FAHRETTİN KOCA KONGRELERE SUSKUN
Fahrettin Koca cenaze törenindeki görüntüler için kerhen bir özür dilemek mecburiyetinde kaldı ama AK Parti kongrelerindeki görüntüler için tek kelime edemedi. Fahrettin Koca’nın böyle davranması çok normal.
Çünkü Cumhurbaşkanlığı Hükümet Sistemi içinde bakanlarımız, sadece ve sadece Tayyip Erdoğan’a hizmet etmek ile sorumlular. Onun arzuları veya davranışlarına karşı herhangi bir fikir beyan etme hakkına sahip değiller.
Mahcup bile olsalar istifa müessesesini kullanmaya cesaret edemedikleri için bu şekilde hareket ediyorlar. Fahrettin Koca tek örnek değil.
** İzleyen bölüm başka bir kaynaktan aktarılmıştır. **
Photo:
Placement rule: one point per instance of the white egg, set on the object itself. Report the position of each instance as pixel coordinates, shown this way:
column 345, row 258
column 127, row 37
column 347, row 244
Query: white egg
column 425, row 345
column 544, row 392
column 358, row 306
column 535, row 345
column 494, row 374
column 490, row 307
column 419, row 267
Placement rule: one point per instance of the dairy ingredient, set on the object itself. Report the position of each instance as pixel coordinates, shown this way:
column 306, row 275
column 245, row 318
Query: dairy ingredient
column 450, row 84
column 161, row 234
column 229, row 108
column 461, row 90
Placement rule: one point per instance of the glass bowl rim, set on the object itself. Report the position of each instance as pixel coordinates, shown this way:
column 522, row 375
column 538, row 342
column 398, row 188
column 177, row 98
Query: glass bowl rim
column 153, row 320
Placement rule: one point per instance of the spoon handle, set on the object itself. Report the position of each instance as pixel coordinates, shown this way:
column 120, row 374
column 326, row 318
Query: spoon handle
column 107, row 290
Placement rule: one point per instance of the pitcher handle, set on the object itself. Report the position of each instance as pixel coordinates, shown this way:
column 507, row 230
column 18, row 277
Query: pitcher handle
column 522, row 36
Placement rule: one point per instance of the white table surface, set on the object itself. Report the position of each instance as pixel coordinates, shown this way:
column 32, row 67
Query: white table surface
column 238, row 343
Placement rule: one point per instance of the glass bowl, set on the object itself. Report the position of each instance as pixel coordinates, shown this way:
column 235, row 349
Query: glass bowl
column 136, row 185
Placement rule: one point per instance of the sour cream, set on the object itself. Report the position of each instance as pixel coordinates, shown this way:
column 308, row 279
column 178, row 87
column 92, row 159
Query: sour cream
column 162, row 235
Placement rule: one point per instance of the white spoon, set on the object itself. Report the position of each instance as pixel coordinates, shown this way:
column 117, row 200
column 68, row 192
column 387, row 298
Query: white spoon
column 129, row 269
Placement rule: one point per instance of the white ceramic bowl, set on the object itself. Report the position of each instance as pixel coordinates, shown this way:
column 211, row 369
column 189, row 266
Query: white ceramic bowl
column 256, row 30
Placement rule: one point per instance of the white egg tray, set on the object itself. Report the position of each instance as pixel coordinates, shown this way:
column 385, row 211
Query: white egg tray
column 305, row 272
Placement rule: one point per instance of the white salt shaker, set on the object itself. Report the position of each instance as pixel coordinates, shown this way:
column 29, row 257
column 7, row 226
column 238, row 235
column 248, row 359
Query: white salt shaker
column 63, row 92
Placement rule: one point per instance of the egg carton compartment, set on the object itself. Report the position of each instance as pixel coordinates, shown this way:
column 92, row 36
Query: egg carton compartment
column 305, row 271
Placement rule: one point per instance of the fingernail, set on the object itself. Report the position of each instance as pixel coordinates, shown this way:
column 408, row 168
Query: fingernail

1 MİLYON DOZ ÜCRETSİZ AŞININ 12 MİLYON DOLARA FATURALANDIRILMASI
Bu arada 1 milyon doz ücretsiz gelen aşının 12 milyon dolara faturalandırılması konusunu ticari sır olarak değerlendirip saklamasını çok ayıpladım ve bir rezalet olarak görüp dinledim. Bir Sağlık Bakanının aşı fiyatını ticari sır olarak görüp halktan gizlemesi tam bir rezalet. Bu mümessil olan şirketin de çok şeffaf şekilde kamu ile faaliyetlerini paylaşıp kim olduğunun ortaya çıkarılması lâzım.
Türkiye’de dolar hareketleri ekonomiye bağlı olduğu kadar, halkın psikolojisine de bağlı. Ekonomik temeller sağlam değil. Faiz artışlarına rağmen, dış ticaret açığındaki sıkıntılarımız dolayısıyla, dolara olan talebin devam etmesi söz konusu. Dış ticaretin haricinde halkımız da doları aynı zamanda ekonomik olarak bir sığınma aracı olarak görüyor. Berat Albayrak’ın ortaya çıkacağı ve yeni bir görevlendirme ile taltif edileceğinin anlaşılmasının yanı sıra, Gara hadisesi ve dış politikadaki gelişmeler eşliğinde doların yukarı yönlü hareketinin devam edeceği âşikâr.
İSRAFI KESMEZLER, VERGİLERİ ARTIRIRLAR
Sözcü gazetesinden Nedim Türkmen, kurumlar vergisinin geçmiş yılı da kapsayan bir düzenleme ile %22'den %29.8’e yükseltileceğini yazdı. Naci Akbal’ın Merkez Bankası, Lütfi Elvan’ın da Maliye Bakanlığına getirildiği günlerde bunun böyle olacağını söylemiştik. Yapacakları tek şey vergileri artırmaktır. İsrafı hiçbir şekilde kesemezler. İsrafı kesemeyecekleri için de yatırımları büyük ölçüde durduracaklar. Esas itibarıyla cari harcamaları için vergileri artıracaklar. Bugünkü hükûmetin yapabileceği başka hiçbir şey yoktur. Bu böyle gidecektir. Bu iktidar kaldığı müddetçe yüksek enflasyon ve yüksek vergilerle devam edeceğiz.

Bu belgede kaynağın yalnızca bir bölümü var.